The Reihokan exists because Koyasan was losing its art. For centuries, the mountain's religious treasures were scattered across dozens of sub-temples, locked in storerooms or displayed in dimly lit halls where the act of liturgical use -- unrolling scrolls for visitors, exposing silk paintings to candle smoke -- slowly degraded them. Then came the Meiji Restoration. In the late nineteenth century, the new government enacted shinbutsu bunri, a forced separation of Shinto and Buddhism that stripped Buddhist temples of state support and left many destitute. Koyasan's monks, suddenly impoverished, began selling artworks to collectors in Tokyo, Kyoto, and Nara. Some pieces left the country entirely. The government responded with a series of cultural property laws beginning in 1897, but the damage was real. In 1921, supporters and Kongobu-ji Temple funded the construction of the Reihokan to consolidate and protect what remained.

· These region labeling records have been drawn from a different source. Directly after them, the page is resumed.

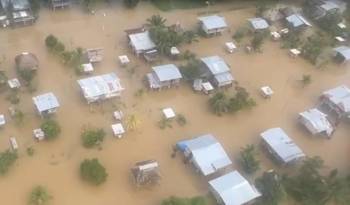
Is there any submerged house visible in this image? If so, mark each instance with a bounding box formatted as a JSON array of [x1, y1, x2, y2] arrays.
[[260, 128, 305, 165], [78, 73, 124, 104], [248, 18, 269, 31], [201, 56, 234, 87], [299, 108, 334, 137], [209, 171, 261, 205], [321, 85, 350, 117], [333, 46, 350, 63], [33, 92, 60, 116], [15, 52, 39, 71], [0, 0, 35, 26], [126, 28, 158, 61], [286, 13, 312, 29], [146, 64, 182, 90], [198, 15, 227, 36], [176, 134, 232, 176]]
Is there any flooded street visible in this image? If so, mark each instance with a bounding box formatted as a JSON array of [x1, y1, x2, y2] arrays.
[[0, 3, 350, 205]]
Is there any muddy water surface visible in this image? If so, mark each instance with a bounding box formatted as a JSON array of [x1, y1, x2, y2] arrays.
[[0, 3, 350, 205]]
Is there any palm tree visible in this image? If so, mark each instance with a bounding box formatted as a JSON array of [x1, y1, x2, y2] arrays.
[[126, 114, 141, 131], [146, 14, 166, 28]]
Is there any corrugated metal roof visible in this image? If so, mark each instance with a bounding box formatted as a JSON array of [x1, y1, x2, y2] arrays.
[[198, 15, 227, 30], [209, 171, 261, 205], [260, 128, 305, 163], [152, 64, 182, 82], [201, 56, 230, 75], [33, 92, 60, 113], [129, 31, 156, 51], [248, 18, 269, 30], [178, 134, 232, 176]]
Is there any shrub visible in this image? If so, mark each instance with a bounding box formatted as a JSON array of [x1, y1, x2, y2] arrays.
[[81, 129, 106, 148], [0, 150, 18, 175], [28, 186, 52, 205], [40, 120, 61, 140], [80, 158, 108, 185]]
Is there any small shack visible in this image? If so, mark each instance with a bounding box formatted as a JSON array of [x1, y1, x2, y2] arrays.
[[176, 134, 232, 176], [321, 85, 350, 118], [15, 52, 39, 71], [126, 28, 158, 61], [33, 92, 60, 116], [201, 56, 234, 87], [248, 18, 269, 31], [146, 64, 182, 90], [209, 171, 261, 205], [131, 160, 161, 186], [299, 108, 334, 137], [286, 14, 312, 29], [78, 73, 124, 104], [198, 15, 227, 36], [333, 46, 350, 63], [260, 128, 305, 165]]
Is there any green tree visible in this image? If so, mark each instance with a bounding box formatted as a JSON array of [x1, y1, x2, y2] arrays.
[[240, 145, 260, 174], [209, 92, 228, 116], [81, 128, 106, 148], [162, 196, 208, 205], [146, 15, 166, 28], [40, 120, 61, 140], [0, 150, 18, 175], [255, 170, 286, 205], [28, 186, 52, 205], [124, 0, 140, 8], [80, 158, 108, 185]]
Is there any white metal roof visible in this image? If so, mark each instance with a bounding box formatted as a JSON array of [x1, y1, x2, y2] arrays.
[[198, 15, 227, 30], [209, 171, 261, 205], [178, 134, 232, 176], [201, 56, 230, 75], [248, 18, 269, 30], [129, 31, 156, 51], [299, 108, 333, 136], [78, 73, 124, 98], [152, 64, 182, 82], [286, 14, 311, 28], [334, 46, 350, 60], [33, 92, 60, 112], [260, 128, 305, 163]]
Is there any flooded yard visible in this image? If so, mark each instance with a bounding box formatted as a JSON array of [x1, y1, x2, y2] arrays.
[[0, 0, 350, 205]]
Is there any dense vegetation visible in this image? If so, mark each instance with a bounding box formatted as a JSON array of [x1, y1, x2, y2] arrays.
[[80, 158, 108, 185]]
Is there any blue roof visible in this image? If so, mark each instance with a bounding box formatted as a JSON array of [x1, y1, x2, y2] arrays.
[[198, 15, 227, 30], [248, 18, 269, 30], [177, 134, 232, 176], [152, 64, 182, 82], [201, 56, 230, 75]]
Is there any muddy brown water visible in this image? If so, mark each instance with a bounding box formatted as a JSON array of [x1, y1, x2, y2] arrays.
[[0, 3, 350, 205]]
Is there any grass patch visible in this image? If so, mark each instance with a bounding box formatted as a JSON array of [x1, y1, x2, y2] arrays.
[[151, 0, 206, 11]]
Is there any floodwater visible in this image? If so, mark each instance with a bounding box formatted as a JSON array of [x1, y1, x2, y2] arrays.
[[0, 3, 350, 205]]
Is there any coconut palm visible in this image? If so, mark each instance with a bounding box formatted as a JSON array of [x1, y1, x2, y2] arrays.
[[146, 14, 166, 28], [126, 114, 141, 131]]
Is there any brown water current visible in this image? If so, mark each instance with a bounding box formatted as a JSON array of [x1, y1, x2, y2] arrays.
[[0, 3, 350, 205]]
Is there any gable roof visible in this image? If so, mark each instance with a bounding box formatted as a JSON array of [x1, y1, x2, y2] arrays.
[[177, 134, 232, 176], [33, 92, 60, 113], [201, 56, 230, 75], [152, 64, 182, 82], [198, 15, 227, 30], [248, 18, 269, 30], [209, 171, 261, 205], [286, 14, 311, 28], [299, 108, 333, 136], [260, 128, 305, 163], [333, 46, 350, 60], [129, 31, 156, 51]]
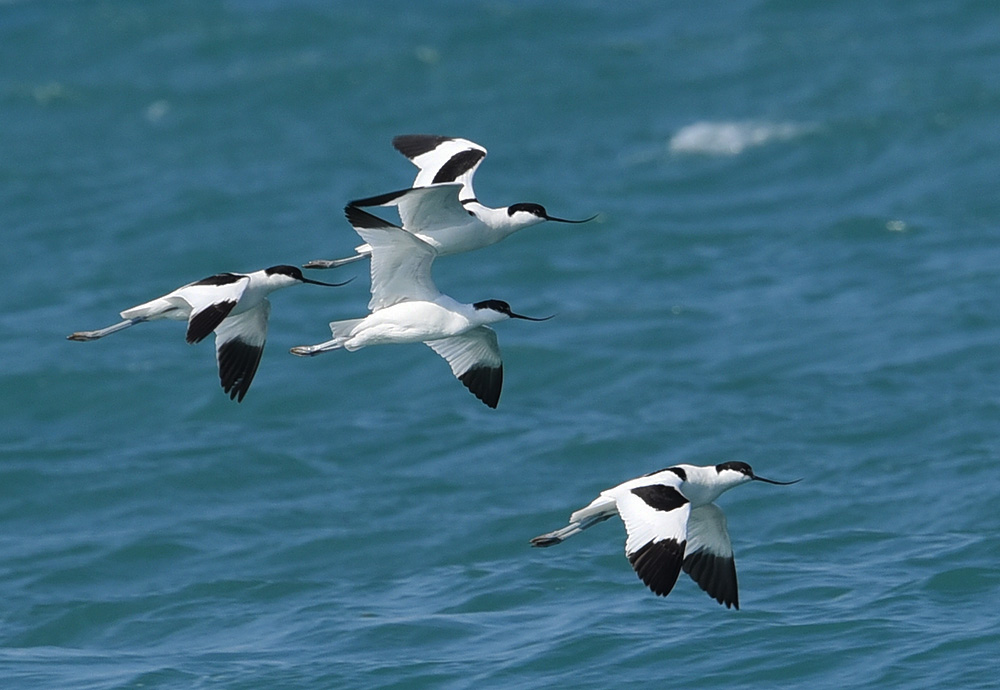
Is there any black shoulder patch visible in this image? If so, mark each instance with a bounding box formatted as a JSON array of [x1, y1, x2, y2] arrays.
[[642, 467, 687, 482], [628, 539, 687, 597], [344, 206, 399, 229], [218, 338, 264, 402], [664, 467, 687, 482], [458, 364, 503, 409], [186, 300, 236, 343], [347, 187, 412, 206], [191, 273, 246, 285], [632, 484, 688, 512], [684, 549, 740, 609], [392, 134, 454, 160], [431, 149, 486, 184]]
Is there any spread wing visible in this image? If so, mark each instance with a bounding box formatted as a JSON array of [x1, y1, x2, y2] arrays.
[[613, 473, 691, 596], [215, 299, 271, 402], [175, 273, 250, 343], [392, 134, 486, 200], [427, 326, 503, 408], [350, 183, 470, 234], [344, 205, 441, 311], [684, 503, 740, 609]]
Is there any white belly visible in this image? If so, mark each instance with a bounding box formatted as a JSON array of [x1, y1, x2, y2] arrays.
[[344, 302, 473, 350]]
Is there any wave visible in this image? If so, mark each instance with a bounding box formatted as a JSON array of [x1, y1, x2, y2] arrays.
[[670, 120, 815, 156]]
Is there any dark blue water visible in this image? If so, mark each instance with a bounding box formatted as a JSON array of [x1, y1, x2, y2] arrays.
[[0, 0, 1000, 689]]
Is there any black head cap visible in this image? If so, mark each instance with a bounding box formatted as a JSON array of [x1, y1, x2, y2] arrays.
[[507, 202, 549, 220], [472, 299, 510, 314], [715, 461, 753, 477]]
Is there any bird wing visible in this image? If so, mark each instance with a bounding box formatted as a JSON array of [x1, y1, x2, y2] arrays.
[[684, 503, 740, 609], [427, 326, 503, 408], [350, 183, 470, 234], [392, 134, 486, 201], [612, 473, 691, 596], [215, 299, 271, 402], [344, 205, 441, 311], [174, 273, 250, 343]]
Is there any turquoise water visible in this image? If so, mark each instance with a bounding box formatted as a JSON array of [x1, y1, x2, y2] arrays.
[[0, 0, 1000, 689]]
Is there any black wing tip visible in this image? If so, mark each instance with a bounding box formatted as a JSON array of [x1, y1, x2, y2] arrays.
[[344, 202, 399, 230], [628, 539, 687, 597], [219, 338, 264, 403], [458, 364, 503, 410], [684, 550, 740, 610], [392, 134, 455, 160]]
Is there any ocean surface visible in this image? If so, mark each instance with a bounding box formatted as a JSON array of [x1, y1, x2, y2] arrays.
[[0, 0, 1000, 690]]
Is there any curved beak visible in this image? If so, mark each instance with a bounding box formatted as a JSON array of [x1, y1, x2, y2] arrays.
[[510, 312, 555, 321], [753, 474, 802, 486], [545, 213, 601, 223], [302, 277, 354, 287]]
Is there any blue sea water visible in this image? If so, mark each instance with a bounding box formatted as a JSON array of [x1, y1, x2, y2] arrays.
[[0, 0, 1000, 690]]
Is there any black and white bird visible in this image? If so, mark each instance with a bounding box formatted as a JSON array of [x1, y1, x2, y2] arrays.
[[67, 266, 350, 402], [531, 462, 800, 609], [291, 206, 552, 408], [305, 134, 597, 268]]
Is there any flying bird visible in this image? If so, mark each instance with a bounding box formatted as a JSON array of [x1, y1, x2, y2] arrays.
[[531, 462, 800, 609], [305, 134, 597, 268], [291, 206, 552, 408], [67, 266, 350, 402]]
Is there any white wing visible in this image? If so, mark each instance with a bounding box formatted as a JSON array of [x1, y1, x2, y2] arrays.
[[344, 206, 441, 311], [605, 472, 691, 596], [684, 503, 740, 608], [392, 134, 486, 201], [171, 273, 250, 343], [350, 183, 472, 235], [215, 299, 271, 402], [427, 326, 503, 408]]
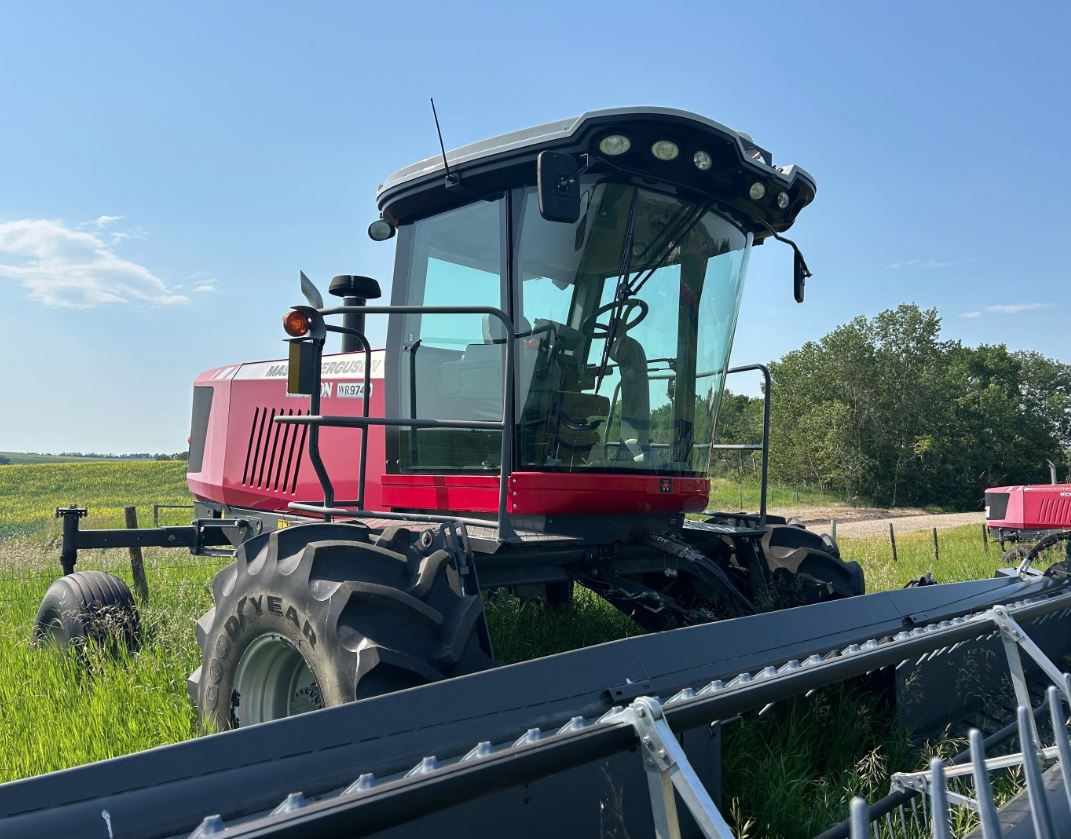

Gold Letters on Indigo Paper

The museum's most spectacular holdings are its sutra collections. A massive set of 4,296 handscrolls, known collectively as the Chusonji sutras, were originally commissioned by Fujiwara no Kiyohira between 1117 and 1126, dedicated to Chusonji temple in northern Japan, and later presented to Kongobu-ji by Toyotomi Hidetsugu. The scrolls are written in gold and silver ink on indigo blue paper and decorated with delicate paintings. Each one is a small masterpiece of calligraphy and illumination. Alongside these sit eighth-century Nara period sutras, including copies of the Konkōmyo Saishoo Sutra once enshrined in state-sponsored temples founded by Emperor Shomu for the protection of Japan. One of these copies is unusual for having 34 characters per line instead of the standard 17 -- a deviation that scholars have never fully explained.

In Kukai's Own Hand

Among the Reihokan's most intimate artifacts are two scrolls of the Sangosiiki -- a comparative study of Confucianism, Taoism, and Buddhism -- written in 797 by the 24-year-old monk Kukai before he had traveled to China, before he had founded Shingon Buddhism, before he had become Kobo Daishi. The text argues for the superiority of Buddhist practice, and the handwriting is unmistakably that of a young man making his case with forceful confidence. The scrolls total 39 pages. To hold a document written by the founder of the tradition that has defined this mountain for twelve centuries is to collapse the distance between past and present in a way that few museums can offer.

Sculptures, Lacquer, and Lost Poetry

The collection extends well beyond paper and silk. Six wooden sculptures carved by Unkei in 1197 during the Kamakura period -- rendered in colored hinoki cypress with crystal eyes -- rank among the museum's designated National Treasures. A twelfth-century lacquer chest, covered in black lacquer with gold-dust images of plovers in a marsh, is the Reihokan's sole crafts-category National Treasure and was likely used to store sutras. Perhaps the most unexpected holdings are Japanese manuscript copies of the Wenguan Cilin, a Tang dynasty imperial poetry anthology. The Chinese originals were lost as early as the ninth century; the Koyasan copies, dating from the seventh through ninth centuries, are among the only surviving records of this once-celebrated collection. A large archive of ancient documents spanning the Heian through Azuchi-Momoyama periods preserves letters from Minamoto no Yoritomo, Minamoto no Yoshitsune, and the poet-monk Saigyo Hoshi.

From the Air

Located at 34.211N, 135.581E on Mount Koya (Koyasan), a forested plateau at approximately 800 meters elevation in the northern Kii Mountains, Wakayama Prefecture. The museum sits within the Koyasan temple complex, near Kongobu-ji. From the air, Koyasan is identifiable as a cluster of buildings and clearings amid dense cedar forests atop a mountain plateau surrounded by eight ridgelines. Nearest major airport: Kansai International Airport (RJBB), approximately 40nm northwest. Nanki-Shirahama Airport (RJBD) lies approximately 50nm south. Mountain terrain creates localized weather; morning fog is common in the forested valleys. Best visibility from late autumn through winter.